In mijn ooghoek zie ik zijn kaken: ze gaan langzaam op en neer. De hand grijpt naar de bak popcorn als een graafmachine die op tilt slaat tijdens het scheppen. Het lijkt een hersenloos ritueel, maar het maakt een hels kabaal. Zijn moeder heeft hem vroeger niet geleerd om met z’n mond dicht te eten. Vanwege de mensen in de bioscoopzaal die wél willen horen waar de film over gaat.
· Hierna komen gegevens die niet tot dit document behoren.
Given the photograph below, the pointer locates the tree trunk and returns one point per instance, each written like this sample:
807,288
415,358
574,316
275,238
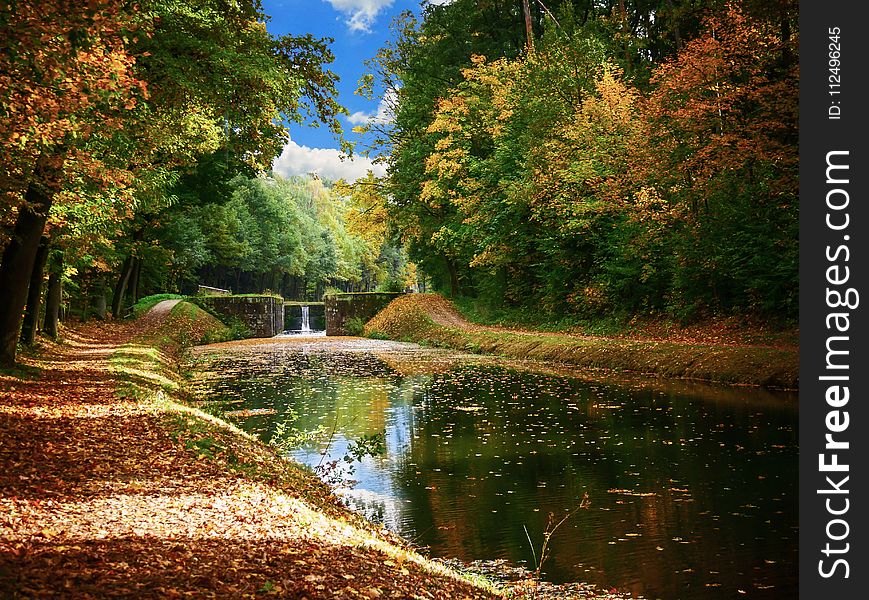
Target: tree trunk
529,34
121,286
54,295
34,295
454,277
17,262
134,282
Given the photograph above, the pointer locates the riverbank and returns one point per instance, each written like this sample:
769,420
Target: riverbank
110,488
432,320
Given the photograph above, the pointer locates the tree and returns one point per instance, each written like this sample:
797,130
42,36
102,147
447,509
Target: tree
65,72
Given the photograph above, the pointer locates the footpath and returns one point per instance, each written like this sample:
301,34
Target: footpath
108,488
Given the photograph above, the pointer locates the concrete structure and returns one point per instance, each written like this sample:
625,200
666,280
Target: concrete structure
362,305
293,315
262,315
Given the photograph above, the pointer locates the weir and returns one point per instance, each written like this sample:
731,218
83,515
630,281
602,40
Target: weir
304,317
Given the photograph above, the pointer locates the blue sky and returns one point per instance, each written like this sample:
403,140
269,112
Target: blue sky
359,28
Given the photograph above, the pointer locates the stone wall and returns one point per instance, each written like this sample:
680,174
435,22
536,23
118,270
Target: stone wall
262,315
364,305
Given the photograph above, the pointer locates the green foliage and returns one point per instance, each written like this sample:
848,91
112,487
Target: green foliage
635,162
354,326
287,436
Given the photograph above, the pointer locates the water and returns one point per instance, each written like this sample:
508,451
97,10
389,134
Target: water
306,323
691,495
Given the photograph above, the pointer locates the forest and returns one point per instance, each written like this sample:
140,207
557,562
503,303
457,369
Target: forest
569,364
582,158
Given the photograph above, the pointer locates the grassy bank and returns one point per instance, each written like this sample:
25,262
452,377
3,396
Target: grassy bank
148,369
432,320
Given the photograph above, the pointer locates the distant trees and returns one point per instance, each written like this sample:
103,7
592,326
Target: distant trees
108,108
294,236
641,158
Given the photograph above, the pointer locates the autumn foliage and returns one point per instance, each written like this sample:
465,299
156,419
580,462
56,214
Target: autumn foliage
606,171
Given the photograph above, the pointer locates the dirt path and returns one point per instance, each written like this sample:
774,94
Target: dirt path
98,500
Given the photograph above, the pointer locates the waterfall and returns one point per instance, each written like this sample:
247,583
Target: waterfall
306,323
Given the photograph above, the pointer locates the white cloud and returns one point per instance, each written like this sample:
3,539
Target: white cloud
360,13
326,162
383,114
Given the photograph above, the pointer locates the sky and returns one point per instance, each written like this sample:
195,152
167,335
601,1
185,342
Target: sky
359,28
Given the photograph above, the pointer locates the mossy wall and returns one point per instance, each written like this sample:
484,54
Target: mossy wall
293,315
342,307
262,315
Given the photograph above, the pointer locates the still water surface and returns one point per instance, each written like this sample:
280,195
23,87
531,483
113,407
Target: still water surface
691,495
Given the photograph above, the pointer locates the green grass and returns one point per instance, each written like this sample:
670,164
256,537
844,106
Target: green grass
407,319
148,302
538,319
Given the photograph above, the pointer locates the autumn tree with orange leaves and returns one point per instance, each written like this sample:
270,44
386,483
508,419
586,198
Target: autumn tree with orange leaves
639,160
107,105
65,73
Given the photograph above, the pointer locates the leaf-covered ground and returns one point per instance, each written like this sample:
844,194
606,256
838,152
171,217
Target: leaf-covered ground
103,496
432,320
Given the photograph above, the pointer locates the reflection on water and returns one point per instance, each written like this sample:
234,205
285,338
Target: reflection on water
689,498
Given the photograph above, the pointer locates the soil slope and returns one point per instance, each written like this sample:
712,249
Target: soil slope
106,496
430,319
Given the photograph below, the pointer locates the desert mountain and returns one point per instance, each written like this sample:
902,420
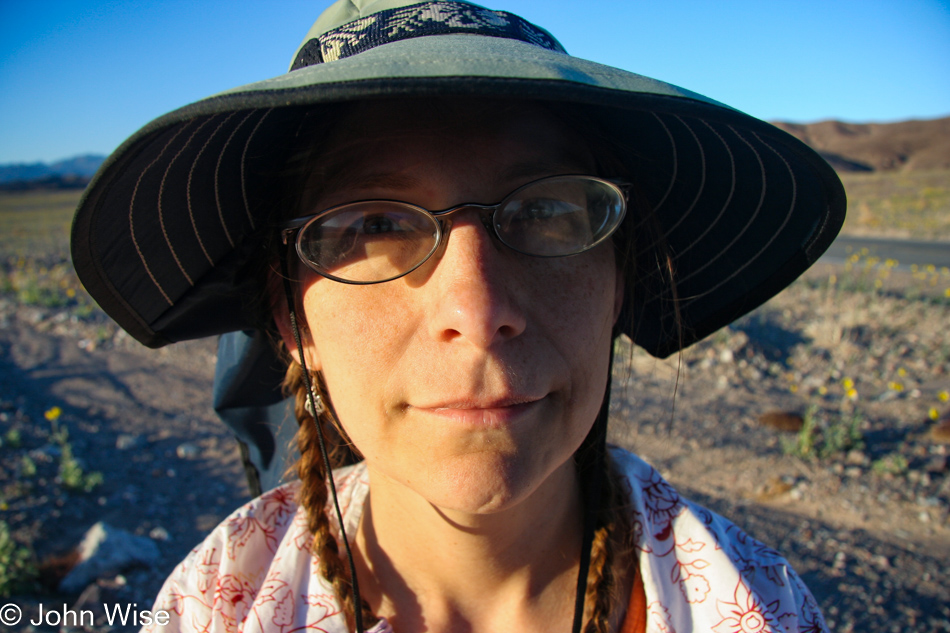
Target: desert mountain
914,145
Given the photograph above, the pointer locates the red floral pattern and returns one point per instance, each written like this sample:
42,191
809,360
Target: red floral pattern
255,571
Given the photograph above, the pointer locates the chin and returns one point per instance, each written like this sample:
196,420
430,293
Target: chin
484,485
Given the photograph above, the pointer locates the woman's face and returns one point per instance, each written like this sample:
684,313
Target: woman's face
473,379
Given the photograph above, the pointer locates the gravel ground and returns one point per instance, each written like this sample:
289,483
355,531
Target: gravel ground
859,505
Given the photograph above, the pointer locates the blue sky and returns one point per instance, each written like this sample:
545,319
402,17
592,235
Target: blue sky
80,76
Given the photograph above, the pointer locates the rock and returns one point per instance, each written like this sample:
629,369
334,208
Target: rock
938,464
159,534
187,450
940,432
106,551
126,441
857,458
782,421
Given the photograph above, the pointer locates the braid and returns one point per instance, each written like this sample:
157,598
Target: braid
611,554
313,488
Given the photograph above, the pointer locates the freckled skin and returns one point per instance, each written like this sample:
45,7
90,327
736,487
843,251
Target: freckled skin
476,323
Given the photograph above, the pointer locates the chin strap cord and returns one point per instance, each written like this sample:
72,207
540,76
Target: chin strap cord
591,466
292,315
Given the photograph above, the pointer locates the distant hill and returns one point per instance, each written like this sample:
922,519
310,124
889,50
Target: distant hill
69,173
915,145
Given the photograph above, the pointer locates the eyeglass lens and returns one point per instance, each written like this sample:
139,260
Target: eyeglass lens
379,240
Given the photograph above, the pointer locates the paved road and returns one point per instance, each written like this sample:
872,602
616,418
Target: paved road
907,252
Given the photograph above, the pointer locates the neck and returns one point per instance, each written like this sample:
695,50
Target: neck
434,569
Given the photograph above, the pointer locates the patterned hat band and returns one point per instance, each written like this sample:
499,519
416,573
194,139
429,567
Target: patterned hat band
419,20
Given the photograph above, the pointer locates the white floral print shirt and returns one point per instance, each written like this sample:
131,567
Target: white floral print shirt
255,571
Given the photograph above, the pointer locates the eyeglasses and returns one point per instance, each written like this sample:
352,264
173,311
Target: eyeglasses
372,241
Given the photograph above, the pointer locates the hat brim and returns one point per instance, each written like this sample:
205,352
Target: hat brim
162,236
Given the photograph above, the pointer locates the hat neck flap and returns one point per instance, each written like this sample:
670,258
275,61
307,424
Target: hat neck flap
441,17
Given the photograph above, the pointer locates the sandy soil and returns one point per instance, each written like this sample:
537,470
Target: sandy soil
867,526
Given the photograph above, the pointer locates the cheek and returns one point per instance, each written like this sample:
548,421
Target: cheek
356,339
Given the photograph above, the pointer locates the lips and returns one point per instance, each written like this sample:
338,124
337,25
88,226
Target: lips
485,412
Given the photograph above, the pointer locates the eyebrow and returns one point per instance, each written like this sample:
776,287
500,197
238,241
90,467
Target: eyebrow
544,167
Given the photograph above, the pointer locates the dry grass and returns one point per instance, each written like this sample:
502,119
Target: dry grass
912,204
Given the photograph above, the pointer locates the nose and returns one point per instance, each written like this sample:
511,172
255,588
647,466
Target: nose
472,286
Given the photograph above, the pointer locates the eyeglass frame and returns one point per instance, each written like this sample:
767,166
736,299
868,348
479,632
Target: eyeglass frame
444,224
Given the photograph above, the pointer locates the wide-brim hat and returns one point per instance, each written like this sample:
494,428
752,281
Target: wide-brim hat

Het meisje naast hem graait in haar bak popcorn alsof ze op zoek is naar het winnende lot. Elke keer als ik denk dat ze de bodem heeft gevonden, schrik ik weer op van een hard geroffel. Het blijkt een bodemloze put, die XL-bak met gepofte mais. Maar zij heeft nog de moeite genomen om geld uit te geven. Want wat is er nog erger dan een grijpgrage popcornvreter? Knisperende plastic zakjes van thuis. Die worden tijdens de film zogenaamd voorzichtig en onopvallend, maar met een hels kabaal uit de tas gehaald. Heerlijk, zo’n zakje met stinksalami.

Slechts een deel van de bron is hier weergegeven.